CHARLOTTESVILLE, Va. — Abortion pills — and questions over their inherent safety — were back in federal court Monday. Unlike a lawsuit rejected by the U.S. Supreme Court last year, plaintiffs this time are not anti-abortion activists arguing medication abortion should be banned, but abortion providers arguing the remaining restrictions should be lifted to match the drug’s 25-year record of safety and efficacy.
The suit seeks to make abortion pills more accessible by removing several existing restrictions on the U.S. Food and Drug Administration’s mifepristone-misoprostol regimen first approved in 2000. The drug was approved under the FDA’s drug safety program called Risk Evaluation and Mitigation Strategy (REMS), provisions of which have been steadily eliminated over time but not fully.
On behalf of independent providers in Virginia, Montana, and Kansas, Center for Reproductive Rights senior counsel Linda Goldstein argued the FDA’s most recent evaluations did not properly assess whether remaining restrictions are still medically necessary. She argued that the biggest risks the FDA has identified with mifepristone — serious bleeding and infection — are not exclusive to the drug but with all pregnancy terminations, including spontaneous miscarriages, which she said affected about 25% of all pregnancies. Beyond abortion, for which the drug has captured attention, mifepristone is also used to treat miscarriages so that they conclude safely to help prevent infection.
“The FDA has acknowledged that staying pregnant is more dangerous than not staying pregnant,” said Goldstein, arguing that at minimum the FDA should be required to explain why drugs that pose similar risks are not subject to the same restrictions.
She noted that of the 20,000 drugs the FDA has approved, only 73 have REMS provisions, and that mifepristone has proven to be a safe drug over time. About 7.5 million U.S. patients have taken it as of the end of last year, Goldstein said. As of December 2024, the FDA has reported 36 patient deaths associated with mifepristone since it was first approved in 2000.

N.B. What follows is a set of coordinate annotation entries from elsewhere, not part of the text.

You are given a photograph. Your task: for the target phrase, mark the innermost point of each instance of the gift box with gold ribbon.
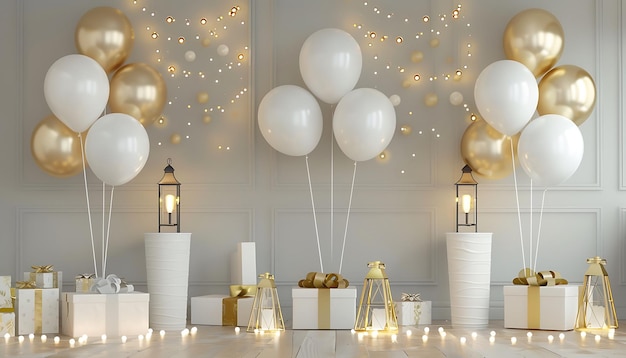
(44, 276)
(37, 309)
(323, 301)
(221, 310)
(542, 300)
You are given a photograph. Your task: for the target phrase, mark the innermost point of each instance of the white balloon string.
(106, 250)
(317, 234)
(519, 216)
(530, 236)
(103, 213)
(543, 199)
(93, 247)
(345, 233)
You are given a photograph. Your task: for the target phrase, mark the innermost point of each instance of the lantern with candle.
(169, 199)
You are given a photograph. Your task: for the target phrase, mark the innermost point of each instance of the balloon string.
(543, 199)
(345, 233)
(103, 213)
(530, 236)
(317, 234)
(519, 216)
(93, 248)
(106, 251)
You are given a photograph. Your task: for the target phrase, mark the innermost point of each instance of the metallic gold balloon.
(56, 148)
(487, 151)
(567, 90)
(535, 38)
(138, 90)
(106, 35)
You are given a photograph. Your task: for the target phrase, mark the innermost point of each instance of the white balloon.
(364, 123)
(117, 148)
(330, 64)
(290, 120)
(506, 95)
(76, 88)
(550, 149)
(456, 98)
(395, 100)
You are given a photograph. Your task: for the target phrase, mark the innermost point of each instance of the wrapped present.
(243, 264)
(221, 310)
(84, 282)
(323, 301)
(121, 314)
(45, 277)
(37, 309)
(412, 311)
(540, 301)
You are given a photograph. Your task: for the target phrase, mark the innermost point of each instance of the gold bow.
(411, 297)
(43, 269)
(543, 278)
(25, 284)
(322, 280)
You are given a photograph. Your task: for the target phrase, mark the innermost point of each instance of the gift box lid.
(300, 292)
(546, 291)
(79, 297)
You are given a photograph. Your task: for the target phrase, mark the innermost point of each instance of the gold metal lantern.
(266, 314)
(596, 310)
(376, 309)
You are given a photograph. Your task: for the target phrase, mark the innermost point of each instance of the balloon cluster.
(364, 119)
(550, 147)
(77, 90)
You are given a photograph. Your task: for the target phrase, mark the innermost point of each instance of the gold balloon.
(487, 151)
(106, 35)
(139, 91)
(567, 90)
(56, 148)
(535, 38)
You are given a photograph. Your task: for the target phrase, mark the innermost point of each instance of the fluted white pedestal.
(469, 270)
(167, 268)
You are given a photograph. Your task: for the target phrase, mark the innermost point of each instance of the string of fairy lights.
(199, 52)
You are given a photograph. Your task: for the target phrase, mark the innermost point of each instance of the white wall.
(250, 192)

Whole Woman’s Health Alliance v. FDA is the first time the U.S. Department of Justice is arguing a position on mifepristone in court since the Trump administration took office. Justice Department attorneys said current regulations are necessary for the most common form of pregnancy termination to be considered safe. When asked by the judge, DOJ attorney Noah Katzen did not confirm or deny whether or not the FDA still considers the drug to be safe and effective overall.
“That is what the FDA determined in the past,” Katzen said during the hearing at the U.S. District Court for the Western District of Virginia in Charlottesville, where the case was originally filed in 2023.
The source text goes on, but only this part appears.